I've long felt that annotation was one of the greatest missed opportunities of the web. Every major content website implements commenting differently and often poorly. I'd much prefer to have comments come from a third party system where I can: own my own comments, not be subject to removal by the author of the content, and choose the group of people I want to discuss with. Imagine if hackernews discussions appeared right along the content instead of being hidden away where no reader of the content could find them.
HTML hyperlinks as they are - unidirectional - are a very long standing design decision the last futile revision of which was in 1099 or so with XLink. You probably have it seen in action with SVG-in-HTML (and SVG fragment inclusion in SVG itself) where it kindof rears its ugly head in that, for the longest time, you had to use xlink:href (with xlink bound to the XLink XML namespace). XLink itself is based on SGML/HyTime concepts from 1990s. I believe Sun back then patent-encumbered XPointer (which is the part of XLink for addressing fragments), and especially claimed IP rights on its representation of range addressing, which didn't help to make it popular I guess.
Before changing HTML link semantics though, HTML should really consider allowing placing href on any element rather than using the dedicated <a href=...> element though (with the expectation that this acts equivalently to an anchor link), like MathML does.
In general, I'm not sure hosting discussions on third-party aggregators such as discus.com is really a win for privacy, though.
> not be subject to removal by the author of the content
That's why everyone is doing it themself. They don't wanna make it to easy for people to find their dirt, also make it harder for trolls and spammer to harm them. Protecting yourself from others is a legit problem with this.
But besides that, aren't sites like hackernews and reddit basically like that? All you need is an extension which querys them for the active url or domain and shows the results on the side.
1. The comments aspect of this doesn't really jump out at me from the landing page.
2. The words "knowledge base" scare most people.
3. "You will be our customer and we promise to treat you the way we’d like to be treated too… with respect" is much more ominous with ellipsis than it would be with an em dash or a colon.
I understand. Thanks for the feedback. I think about this too.
I'm not an anonymous person. I've been a Hacker News user since the very beginning. I share my contact info in my profile. My reputation is my livelihood. I've never done anything shady and don't intend to start now :-) So I'd like to believe that people see that judge for themselves whether to trust me or not.
Knowing who is behind a product, at least for me personally, makes a difference. Just a couple of days ago I started a Youtube channel to openly talk about my thoughts: https://www.youtube.com/channel/UCHkgOonAQd5haT8HHJhpg6g
But yeah I hear your concerns, and I respect your decision to not use my app.

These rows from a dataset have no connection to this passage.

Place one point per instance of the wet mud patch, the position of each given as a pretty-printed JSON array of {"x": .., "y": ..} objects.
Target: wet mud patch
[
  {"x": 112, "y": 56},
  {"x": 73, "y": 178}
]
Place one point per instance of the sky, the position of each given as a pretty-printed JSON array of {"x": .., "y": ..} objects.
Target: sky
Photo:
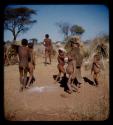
[{"x": 93, "y": 18}]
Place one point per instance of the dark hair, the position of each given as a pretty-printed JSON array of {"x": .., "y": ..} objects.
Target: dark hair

The problem is the change with success. Page and Brin where once idealistic hackers and even came up with a catch phrase of "Don't be evil", fast forward and it did not work and the reality is it probably had very little to do with them. Success and size whittle away at idealistic visions. You need to put together a framework before you are successful, on how you are going to enforce that your core values reflect with success and size and it has to have teeth. I am confident you are a good person and you are idealistic. The problem is, that you won't always be steering the ship.

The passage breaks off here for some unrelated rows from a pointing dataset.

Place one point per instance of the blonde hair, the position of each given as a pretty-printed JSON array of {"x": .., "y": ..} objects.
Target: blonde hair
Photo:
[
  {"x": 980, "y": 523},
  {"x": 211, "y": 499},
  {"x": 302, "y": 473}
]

Yes, that's a great point. Is a strong privacy policy the solution? I do have one in place. I'm happy to put in stronger commitments.
Another thing to highlight here: Histre is a paid product. I'm bootstrapping it. I think that it is the "free" products that go the adtech route. By charging the users, I'm making it clear that it is their money that supports Histre.
Your target audience might not care, but I don't think that's strong enough.
- Companies display a willingness to force agreement to new policies in order to continue using the service, even for paid customers, and often on questionable or void legal footing.
- The fact that it's a paid service right now might not be a strong enough signal. Even large device manufacturers (e.g. HTC) have retroactively patched ads into paid-in-full, physical products. What's to say that you won't have to pivot to make Histre succeed?
- What happens if you are bought out or otherwise personally leave the product? Even if success doesn't affect how you act on your commitments, what's to keep others from malicious actions?
- Adding to the above (re-iterating an ancestor comment), if you're successful enough to need employees you won't have a hand in every decision. How then is privacy still protected?
Privacy aside, if Histre goes under what options do customers have for, e.g., exporting their data?
I would say a legal poison pill, something that builds a framework that the company is dissolved if the core tenants are violated, or that all digital assets are forfeited to a no-profit privacy group.
I know very little about this kind of stuff, but is there anything that would prevent a controlling party from striking the poison pill provisions from the bylaws?
Usually poison pills are to trip up parties without controlling interest, so I'm curious what kind of legal framework would making something like that unchangeable.